London white sugar futures closed lower on Tuesday, weakened by trade and speculative profit-taking after the recent run-up, dealers said. Liquidation of positions in the October contract, which expires on Thursday, continued to boost volume with most expecting few deliveries. "I don't think it (deliveries) is going to be big," one dealer said.
October closed at $311.00 per tonne, down $4.00 from Monday on a volume of 5,361 lots, while December ended off $3.10 at $300.80 on turnover of 4,244 lots.
India's Agriculture Minister Sharad Pawar said the country's sugar output was expected to be 18.1 million tonnes in the new season which begins in October.
COCOA FALL: London cocoa futures fell on Tuesday as technical signals prompted speculative selling, traders said.
"There's speculative selling but there's no news.

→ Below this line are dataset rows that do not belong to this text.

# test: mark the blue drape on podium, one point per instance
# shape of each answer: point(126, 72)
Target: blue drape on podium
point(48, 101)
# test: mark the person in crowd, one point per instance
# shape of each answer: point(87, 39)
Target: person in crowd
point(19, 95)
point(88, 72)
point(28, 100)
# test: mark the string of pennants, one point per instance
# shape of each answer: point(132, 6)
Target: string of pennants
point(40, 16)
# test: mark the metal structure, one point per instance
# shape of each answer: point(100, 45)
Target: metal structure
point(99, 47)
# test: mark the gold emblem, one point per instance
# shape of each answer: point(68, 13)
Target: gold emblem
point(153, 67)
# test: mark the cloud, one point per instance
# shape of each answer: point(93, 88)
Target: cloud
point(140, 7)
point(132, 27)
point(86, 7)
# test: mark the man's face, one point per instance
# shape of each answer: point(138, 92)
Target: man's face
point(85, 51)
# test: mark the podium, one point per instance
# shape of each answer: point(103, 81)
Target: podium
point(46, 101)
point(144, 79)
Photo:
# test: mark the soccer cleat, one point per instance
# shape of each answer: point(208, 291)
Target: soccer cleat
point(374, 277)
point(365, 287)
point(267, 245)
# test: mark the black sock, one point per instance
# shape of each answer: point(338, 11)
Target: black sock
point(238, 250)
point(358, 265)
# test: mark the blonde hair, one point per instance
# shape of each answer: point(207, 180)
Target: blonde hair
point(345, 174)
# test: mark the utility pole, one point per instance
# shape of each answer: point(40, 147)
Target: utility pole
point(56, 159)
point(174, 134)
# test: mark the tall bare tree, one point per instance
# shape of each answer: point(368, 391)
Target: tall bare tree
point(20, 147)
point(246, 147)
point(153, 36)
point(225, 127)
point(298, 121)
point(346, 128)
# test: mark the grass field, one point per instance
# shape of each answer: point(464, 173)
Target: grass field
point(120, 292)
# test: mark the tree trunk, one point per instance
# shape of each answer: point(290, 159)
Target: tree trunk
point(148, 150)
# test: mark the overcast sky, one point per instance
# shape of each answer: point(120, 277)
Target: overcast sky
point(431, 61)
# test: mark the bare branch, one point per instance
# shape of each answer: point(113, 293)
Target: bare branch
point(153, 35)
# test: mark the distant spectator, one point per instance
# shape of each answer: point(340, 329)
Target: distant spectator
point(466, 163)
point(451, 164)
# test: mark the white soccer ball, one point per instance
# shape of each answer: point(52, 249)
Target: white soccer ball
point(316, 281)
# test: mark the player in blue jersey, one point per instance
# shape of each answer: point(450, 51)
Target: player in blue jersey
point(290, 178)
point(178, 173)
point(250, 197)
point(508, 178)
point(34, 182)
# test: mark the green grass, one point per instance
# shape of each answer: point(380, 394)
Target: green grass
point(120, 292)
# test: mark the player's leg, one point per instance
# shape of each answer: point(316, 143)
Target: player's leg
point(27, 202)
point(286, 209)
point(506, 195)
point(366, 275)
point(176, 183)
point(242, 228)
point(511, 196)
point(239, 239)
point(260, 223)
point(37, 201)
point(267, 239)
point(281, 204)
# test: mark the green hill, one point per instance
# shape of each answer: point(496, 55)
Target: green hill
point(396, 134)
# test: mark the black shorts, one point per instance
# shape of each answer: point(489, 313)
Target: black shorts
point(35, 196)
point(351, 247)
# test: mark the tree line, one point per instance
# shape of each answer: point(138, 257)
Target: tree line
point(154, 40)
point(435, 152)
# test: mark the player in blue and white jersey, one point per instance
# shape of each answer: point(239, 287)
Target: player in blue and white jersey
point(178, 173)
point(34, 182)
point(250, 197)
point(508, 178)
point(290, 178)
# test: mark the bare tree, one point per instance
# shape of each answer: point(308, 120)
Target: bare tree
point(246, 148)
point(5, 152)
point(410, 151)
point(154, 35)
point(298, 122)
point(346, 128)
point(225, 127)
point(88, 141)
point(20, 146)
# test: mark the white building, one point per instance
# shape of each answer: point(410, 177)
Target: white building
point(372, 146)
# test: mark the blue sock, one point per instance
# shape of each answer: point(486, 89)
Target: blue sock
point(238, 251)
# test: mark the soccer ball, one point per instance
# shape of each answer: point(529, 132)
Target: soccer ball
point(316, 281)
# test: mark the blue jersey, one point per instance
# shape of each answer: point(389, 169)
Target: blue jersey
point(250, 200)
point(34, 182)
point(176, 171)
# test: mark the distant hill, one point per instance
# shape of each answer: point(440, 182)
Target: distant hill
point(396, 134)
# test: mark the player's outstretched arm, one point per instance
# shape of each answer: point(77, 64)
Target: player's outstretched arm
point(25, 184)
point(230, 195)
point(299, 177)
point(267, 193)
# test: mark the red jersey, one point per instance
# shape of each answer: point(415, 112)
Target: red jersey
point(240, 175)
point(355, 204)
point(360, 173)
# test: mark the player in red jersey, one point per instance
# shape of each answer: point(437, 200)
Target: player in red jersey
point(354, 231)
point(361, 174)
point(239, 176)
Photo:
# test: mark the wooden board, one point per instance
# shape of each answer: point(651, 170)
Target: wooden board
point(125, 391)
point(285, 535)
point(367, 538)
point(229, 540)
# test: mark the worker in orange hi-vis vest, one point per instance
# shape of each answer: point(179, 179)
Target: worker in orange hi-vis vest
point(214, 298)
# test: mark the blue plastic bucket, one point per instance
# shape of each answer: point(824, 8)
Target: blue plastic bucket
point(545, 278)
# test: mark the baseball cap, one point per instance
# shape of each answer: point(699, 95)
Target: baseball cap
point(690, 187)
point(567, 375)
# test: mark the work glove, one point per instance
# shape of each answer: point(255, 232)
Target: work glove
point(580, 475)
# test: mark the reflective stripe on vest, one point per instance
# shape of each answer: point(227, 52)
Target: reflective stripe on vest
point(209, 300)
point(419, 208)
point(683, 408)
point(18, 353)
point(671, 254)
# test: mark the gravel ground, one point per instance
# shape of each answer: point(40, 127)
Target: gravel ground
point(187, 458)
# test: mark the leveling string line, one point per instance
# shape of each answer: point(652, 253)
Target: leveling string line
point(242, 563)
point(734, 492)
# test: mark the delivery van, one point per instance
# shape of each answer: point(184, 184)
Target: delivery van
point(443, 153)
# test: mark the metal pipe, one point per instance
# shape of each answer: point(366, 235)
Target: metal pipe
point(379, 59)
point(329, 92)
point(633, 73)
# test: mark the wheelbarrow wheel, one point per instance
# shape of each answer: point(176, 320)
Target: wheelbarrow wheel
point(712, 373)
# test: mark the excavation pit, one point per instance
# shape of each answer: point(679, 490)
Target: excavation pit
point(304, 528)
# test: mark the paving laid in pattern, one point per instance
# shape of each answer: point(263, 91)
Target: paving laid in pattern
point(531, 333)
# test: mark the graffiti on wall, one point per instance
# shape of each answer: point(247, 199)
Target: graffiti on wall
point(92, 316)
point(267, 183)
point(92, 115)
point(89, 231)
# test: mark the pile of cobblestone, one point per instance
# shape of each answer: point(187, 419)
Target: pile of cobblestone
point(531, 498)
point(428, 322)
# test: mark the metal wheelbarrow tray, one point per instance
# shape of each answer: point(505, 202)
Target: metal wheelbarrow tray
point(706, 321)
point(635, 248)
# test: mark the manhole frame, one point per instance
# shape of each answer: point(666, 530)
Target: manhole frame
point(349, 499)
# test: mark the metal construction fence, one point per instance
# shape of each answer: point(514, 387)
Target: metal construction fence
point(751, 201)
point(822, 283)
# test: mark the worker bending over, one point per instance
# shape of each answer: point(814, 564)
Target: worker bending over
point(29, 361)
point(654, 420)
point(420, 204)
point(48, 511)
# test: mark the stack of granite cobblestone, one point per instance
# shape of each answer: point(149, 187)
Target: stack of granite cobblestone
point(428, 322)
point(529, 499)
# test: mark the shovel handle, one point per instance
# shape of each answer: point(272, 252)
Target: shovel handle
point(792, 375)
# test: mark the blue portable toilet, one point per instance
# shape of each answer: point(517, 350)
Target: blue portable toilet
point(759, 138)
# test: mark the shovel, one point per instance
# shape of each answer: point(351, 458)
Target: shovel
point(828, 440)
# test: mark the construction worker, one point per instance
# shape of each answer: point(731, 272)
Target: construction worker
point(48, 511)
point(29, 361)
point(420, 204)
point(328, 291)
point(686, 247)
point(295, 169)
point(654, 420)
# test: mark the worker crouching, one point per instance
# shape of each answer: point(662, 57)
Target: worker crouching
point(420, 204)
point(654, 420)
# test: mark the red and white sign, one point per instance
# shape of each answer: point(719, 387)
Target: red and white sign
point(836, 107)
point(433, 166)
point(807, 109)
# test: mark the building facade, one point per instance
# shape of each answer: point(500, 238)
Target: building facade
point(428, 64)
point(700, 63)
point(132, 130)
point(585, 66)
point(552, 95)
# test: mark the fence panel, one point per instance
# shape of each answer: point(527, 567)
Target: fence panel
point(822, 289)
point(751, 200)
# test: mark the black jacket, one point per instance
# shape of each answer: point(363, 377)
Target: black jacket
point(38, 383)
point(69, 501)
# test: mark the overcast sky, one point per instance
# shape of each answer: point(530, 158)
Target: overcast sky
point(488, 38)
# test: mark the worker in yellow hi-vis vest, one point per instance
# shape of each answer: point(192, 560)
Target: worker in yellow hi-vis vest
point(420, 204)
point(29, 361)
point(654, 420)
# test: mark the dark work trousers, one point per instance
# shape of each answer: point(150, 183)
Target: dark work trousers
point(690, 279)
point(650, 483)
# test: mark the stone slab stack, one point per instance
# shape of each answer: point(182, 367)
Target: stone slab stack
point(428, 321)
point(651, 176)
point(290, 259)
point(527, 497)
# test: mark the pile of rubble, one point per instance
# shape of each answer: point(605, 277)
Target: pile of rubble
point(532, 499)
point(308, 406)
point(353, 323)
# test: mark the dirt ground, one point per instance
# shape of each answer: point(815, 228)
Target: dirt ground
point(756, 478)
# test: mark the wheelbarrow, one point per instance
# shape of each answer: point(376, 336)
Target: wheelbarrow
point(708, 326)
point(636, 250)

People are trading on technicals," a trader said.
Liffe's December shed 15 pounds to 838 pounds a tonne and moved 5,065 lots between 834 and 856. Total volume was 8,444 lots.
The market had now lost most of the ground gained from a short-covering rally last week. December peaked at 900 pounds on Friday, a five-week high.
COFFEE LOWER: London's coffee market fell on Tuesday to its lowest in more than 6-1/2 months as speculative and producer selling overwhelmed trade and industry buying, dealers said.
Liffe's second-month November robusta contract closed at $910 a tonne, down 3.3 percent, after hitting a low of $903. Volume stood at 5,358 lots from a total of 9,815.
"At the opening levels we got some industry buying and that cushioned the market, but industry can only buy so much," a trader said, noting funds were involved in the selling. Fund short covering might combine with worries about a disappointing start to the season to push prices up, he added.